Historically the stone would have been extracted using hand tools - see this old British Pathe film ,which shows the methods used. The pieces of rock that weren't required were left strewn over the landscape. Dorset Wildlife Trust have given nature a helping hand - invasive plants such as cotoneaster have been removed by hand and the wild flowers have been nurtured and encouraged to spread. On the site we also found bee and pyramid orchids and the remains of a fossil tree (the images of which were difficult to capture, we had several heavy downpours!)
The modern day mining next door to King Barrow looks so different. However the mining companies are now working with the Wildlife Trust to ensure that the best outcome is achieved when the mine is no longer operational.

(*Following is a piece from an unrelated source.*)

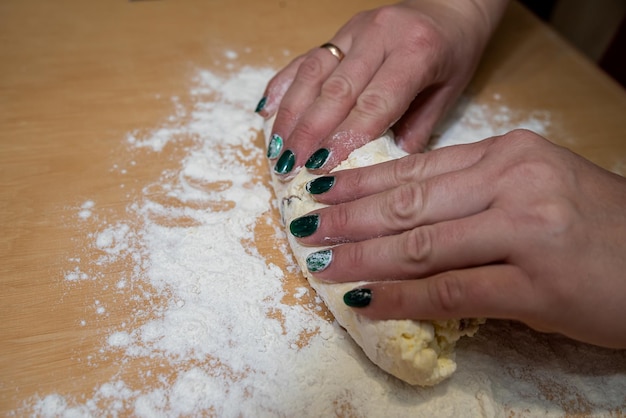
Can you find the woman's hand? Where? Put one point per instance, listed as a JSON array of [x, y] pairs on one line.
[[511, 227], [404, 65]]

The remains of another quarry on the other side of the reserve, had previously been used as a landfill tip, the metal poles allowing the escape of methane gas.

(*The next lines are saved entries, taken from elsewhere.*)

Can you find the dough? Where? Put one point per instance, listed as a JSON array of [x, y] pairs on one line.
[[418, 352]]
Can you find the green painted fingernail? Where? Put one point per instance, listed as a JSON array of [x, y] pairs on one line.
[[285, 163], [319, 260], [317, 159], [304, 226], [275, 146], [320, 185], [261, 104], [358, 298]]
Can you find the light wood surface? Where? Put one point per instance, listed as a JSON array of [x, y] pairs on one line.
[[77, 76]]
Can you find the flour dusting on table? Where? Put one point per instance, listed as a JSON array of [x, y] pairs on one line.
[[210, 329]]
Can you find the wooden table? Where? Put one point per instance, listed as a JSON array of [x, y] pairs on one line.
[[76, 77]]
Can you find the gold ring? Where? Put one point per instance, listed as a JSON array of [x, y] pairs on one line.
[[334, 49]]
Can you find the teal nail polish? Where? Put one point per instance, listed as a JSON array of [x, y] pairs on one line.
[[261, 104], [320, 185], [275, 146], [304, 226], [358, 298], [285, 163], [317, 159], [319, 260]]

The landscape around Dartmoor in Devon, also shows remnants of past generations - from bronze age huts and circles to old mine workings. The area around Tavistock, in particular, was industrial with tin,copper,iron and arsenic being mined.
It was only after we had been visiting this area for a number of years, that we discovered my husband's ancestors had lived and worked here.With the help of national lottery funding, a wide range of walks and cycle paths have opened up. Last year we took one of these walks through the woods and ended up at the great console, which was a series of mines.
There was a huge mountain of arsenic waste, which was all fenced off, a look out area with signs warning everyone to keep to the paths. To my surprise, on one of the noticeboards I discovered a picture of William Morris, who was well-known for setting up the Arts and Craft movement and who was against industrialisation. His family had owned one of the mines here and he had been given some shares and for a period of time sat on the board of the mine.
This part of his life seemed such a contrast to the beautiful flowers and patterns he created. I was intrigued by this, and carried out more research once I had returned home. He has always been a bit of a hero of mine, with his philosophy of a simple life and his words of "only have what you believe to be beautiful or useful in your home " have been a manta of mine for many years. It seems that the wallpapers he created used arsenic to create the green colours, This resulted in some people contracting arsenic poisoning with fatal results..
When the mines finally shut down here, the land was planted with pine trees to help prevent soil erosion and it is now a haven of wildlife.
Do you have any past industrial landscapes on your doorstep that have returned to nature ? I would love to hear about them.